Control the quality of your labeled data with the Python tools you already know.
https://crowd-kit.readthedocs.io/
Other
213 stars 16 forks source link

[DOCS] ROVER Example snippet not working #99

Closed Marceau-h closed 8 months ago

Marceau-h commented 8 months ago

Problem description

Hi, I was trying to execute the code snippet provided as an example but it seems that the function is now in another castle. This is the original snippet:

from crowdkit.aggregation import load_dataset
from crowdkit.aggregation import ROVER
df, gt = load_dataset('crowdspeech-test-clean')
df['text'] = df['text'].str.lower()
tokenizer = lambda s: s.split(' ')
detokenizer = lambda tokens: ' '.join(tokens)
result = ROVER(tokenizer, detokenizer).fit_predict(df)

and this is the same with the dirst line corrected

from crowdkit.datasets.load_dataset import load_dataset
from crowdkit.aggregation import ROVER
df, gt = load_dataset('crowdspeech-test-clean')
df['text'] = df['text'].str.lower()
tokenizer = lambda s: s.split(' ')
detokenizer = lambda tokens: ' '.join(tokens)
result = ROVER(tokenizer, detokenizer).fit_predict(df)

Thanks, Marceau

Documentation links

https://toloka.ai/docs/crowd-kit/reference/crowdkit.aggregation.texts.rover.ROVER/ https://crowd-kit.readthedocs.io/en/latest/texts/#crowdkit.aggregation.texts.ROVER

Potential fix suggestion

I think that the first line from crowdkit.aggregation import load_dataset should be changed to from crowdkit.datasets.load_dataset import load_dataset (or from crowdkit.datasets import load_dataset)

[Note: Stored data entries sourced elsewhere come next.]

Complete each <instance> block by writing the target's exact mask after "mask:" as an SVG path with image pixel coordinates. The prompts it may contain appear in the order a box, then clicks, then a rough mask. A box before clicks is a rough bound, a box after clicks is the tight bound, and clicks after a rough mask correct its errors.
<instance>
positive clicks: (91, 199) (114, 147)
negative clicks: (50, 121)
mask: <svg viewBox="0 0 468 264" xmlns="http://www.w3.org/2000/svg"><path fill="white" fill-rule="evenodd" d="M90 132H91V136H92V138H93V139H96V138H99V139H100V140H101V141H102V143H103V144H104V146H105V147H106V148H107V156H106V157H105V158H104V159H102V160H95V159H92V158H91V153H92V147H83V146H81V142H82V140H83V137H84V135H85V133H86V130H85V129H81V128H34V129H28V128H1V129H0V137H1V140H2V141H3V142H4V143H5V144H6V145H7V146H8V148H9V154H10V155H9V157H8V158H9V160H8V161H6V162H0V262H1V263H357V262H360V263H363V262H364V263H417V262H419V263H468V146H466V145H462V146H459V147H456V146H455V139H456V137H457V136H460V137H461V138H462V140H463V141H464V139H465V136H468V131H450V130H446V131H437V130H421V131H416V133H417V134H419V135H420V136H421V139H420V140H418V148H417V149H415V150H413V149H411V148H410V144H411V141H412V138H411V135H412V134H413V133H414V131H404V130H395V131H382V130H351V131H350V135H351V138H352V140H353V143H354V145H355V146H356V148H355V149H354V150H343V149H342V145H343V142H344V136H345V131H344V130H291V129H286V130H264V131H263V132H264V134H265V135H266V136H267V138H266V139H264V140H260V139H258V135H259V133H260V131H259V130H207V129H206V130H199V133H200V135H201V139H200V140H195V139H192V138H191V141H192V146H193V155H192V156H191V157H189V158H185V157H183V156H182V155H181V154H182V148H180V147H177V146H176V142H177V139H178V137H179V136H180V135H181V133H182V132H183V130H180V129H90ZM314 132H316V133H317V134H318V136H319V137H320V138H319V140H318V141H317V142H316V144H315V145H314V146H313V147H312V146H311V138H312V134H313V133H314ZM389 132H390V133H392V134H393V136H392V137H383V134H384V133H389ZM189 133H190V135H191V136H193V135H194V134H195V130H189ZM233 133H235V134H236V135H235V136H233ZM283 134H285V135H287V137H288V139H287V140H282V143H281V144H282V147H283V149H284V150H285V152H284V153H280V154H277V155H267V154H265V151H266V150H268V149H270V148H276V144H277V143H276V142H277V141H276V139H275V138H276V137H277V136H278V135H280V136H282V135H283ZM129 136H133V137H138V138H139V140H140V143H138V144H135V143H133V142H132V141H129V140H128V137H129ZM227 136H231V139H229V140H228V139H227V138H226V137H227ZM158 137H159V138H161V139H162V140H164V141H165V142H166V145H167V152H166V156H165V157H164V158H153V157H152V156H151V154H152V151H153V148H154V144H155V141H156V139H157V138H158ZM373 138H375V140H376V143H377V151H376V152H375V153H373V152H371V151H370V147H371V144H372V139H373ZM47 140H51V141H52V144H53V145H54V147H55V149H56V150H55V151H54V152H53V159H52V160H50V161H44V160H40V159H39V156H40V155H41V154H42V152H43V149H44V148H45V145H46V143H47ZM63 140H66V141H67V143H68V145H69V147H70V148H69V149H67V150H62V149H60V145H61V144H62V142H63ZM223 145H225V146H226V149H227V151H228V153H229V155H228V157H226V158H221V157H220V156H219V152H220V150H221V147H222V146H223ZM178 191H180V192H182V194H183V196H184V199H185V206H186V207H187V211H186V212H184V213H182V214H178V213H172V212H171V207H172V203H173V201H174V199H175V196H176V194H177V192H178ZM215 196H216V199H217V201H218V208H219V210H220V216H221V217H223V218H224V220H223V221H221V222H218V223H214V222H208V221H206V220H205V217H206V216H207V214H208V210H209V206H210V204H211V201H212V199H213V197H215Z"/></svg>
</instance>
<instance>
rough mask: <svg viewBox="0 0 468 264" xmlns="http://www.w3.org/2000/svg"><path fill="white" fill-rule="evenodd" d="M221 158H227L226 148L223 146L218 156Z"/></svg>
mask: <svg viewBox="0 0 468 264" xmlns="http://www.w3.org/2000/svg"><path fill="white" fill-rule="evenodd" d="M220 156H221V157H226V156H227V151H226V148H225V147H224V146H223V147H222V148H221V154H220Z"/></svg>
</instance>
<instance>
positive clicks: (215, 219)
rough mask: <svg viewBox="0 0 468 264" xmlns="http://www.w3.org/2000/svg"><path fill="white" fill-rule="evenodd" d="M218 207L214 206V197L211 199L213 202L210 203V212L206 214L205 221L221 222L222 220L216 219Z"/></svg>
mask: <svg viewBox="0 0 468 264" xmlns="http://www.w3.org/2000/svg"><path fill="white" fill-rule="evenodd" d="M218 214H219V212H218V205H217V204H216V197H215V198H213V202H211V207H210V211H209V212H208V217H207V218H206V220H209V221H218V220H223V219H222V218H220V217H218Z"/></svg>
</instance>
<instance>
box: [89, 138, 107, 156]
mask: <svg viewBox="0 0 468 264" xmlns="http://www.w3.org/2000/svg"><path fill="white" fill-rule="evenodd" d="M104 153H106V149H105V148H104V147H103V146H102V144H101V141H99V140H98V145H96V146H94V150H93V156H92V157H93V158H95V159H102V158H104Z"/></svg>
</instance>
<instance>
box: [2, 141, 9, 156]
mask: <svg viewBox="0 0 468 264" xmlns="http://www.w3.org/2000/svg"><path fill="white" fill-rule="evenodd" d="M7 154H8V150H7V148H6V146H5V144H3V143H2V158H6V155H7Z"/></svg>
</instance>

dustalov commented 8 months ago

Thank you! It was a typo. Please check the updated documentation at https://crowd-kit.readthedocs.io/en/latest/texts/#crowdkit.aggregation.texts.ROVER. The correct line is from crowdkit.datasets import load_dataset.

Marceau-h commented 8 months ago

Nice, thanks for the quick support! 😁